Non conosco lo spessore socio-politico del movimento “Le Sardine” che da qualche settimana riempie le piazze in nome, oggettivamente, dell’educazione politica dalla quale, anche i nomi più noti che inflazionano quotidianamente giornali e televisioni, non si sottraggono dallo stancare la pubblica opinione, talvolta fino alla nausea…

Dico solo che, se detto movimento nasce allo scopo di calmare l’attuale alterazione socio-politica, magari svegliando quelle anime sopite che fino ad ora hanno preferito astenersi dal voto proprio a causa di questo motivo, non si può fare altro che dare loro il benvenuto.

Un pericolo latente.

Atteso che tutti gli attuali politici stanno corteggiando le “sardine” fingendo ipocritamente di non farlo allo scopo di non sminuire la loro nomea, peraltro al minimo, io non vorrei che detto movimento, a causa della sua ingenuità politica, si lasciasse contagiare dagli attuali “marpioni” ed avere pertanto la durata di un “flash”.

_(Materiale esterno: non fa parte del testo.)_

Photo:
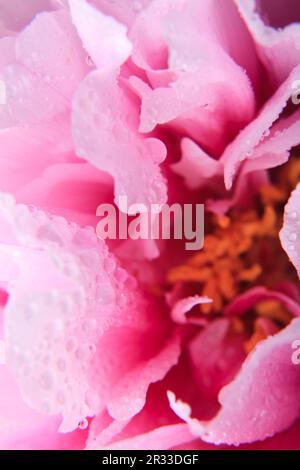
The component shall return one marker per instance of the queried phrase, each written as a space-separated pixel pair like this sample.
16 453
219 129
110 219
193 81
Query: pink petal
105 133
261 401
67 281
196 166
27 151
78 185
216 355
162 438
124 11
16 15
122 406
275 149
103 37
244 144
59 60
22 428
183 306
28 99
278 49
251 297
290 232
194 104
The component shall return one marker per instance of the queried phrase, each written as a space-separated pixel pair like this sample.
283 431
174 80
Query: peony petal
16 15
274 150
103 37
123 406
125 11
216 354
162 438
290 232
105 133
251 297
29 100
196 166
78 185
27 151
67 281
247 412
278 49
183 306
195 103
22 428
59 60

Mi verrebbe da augurare che, se dette sardine potessero davvero risvegliare quella parte di elettorato di buon senso, che si astiene dal voto perché nauseato e sopito dalla mala politica, continuino pure nelle loro manifestazioni fino a far sparire dalla scena i professionisti-marpioni dell’attuale quadro politico italiano.

Se non dovesse essere così, come immagino si sarebbe espresso il povero Lino Toffolo, comico che tutti i veneziani e non hanno amato, dette sardine finirebbero….in saor, alias un ottimo ulteriore commestibile per i suddetti marpioni.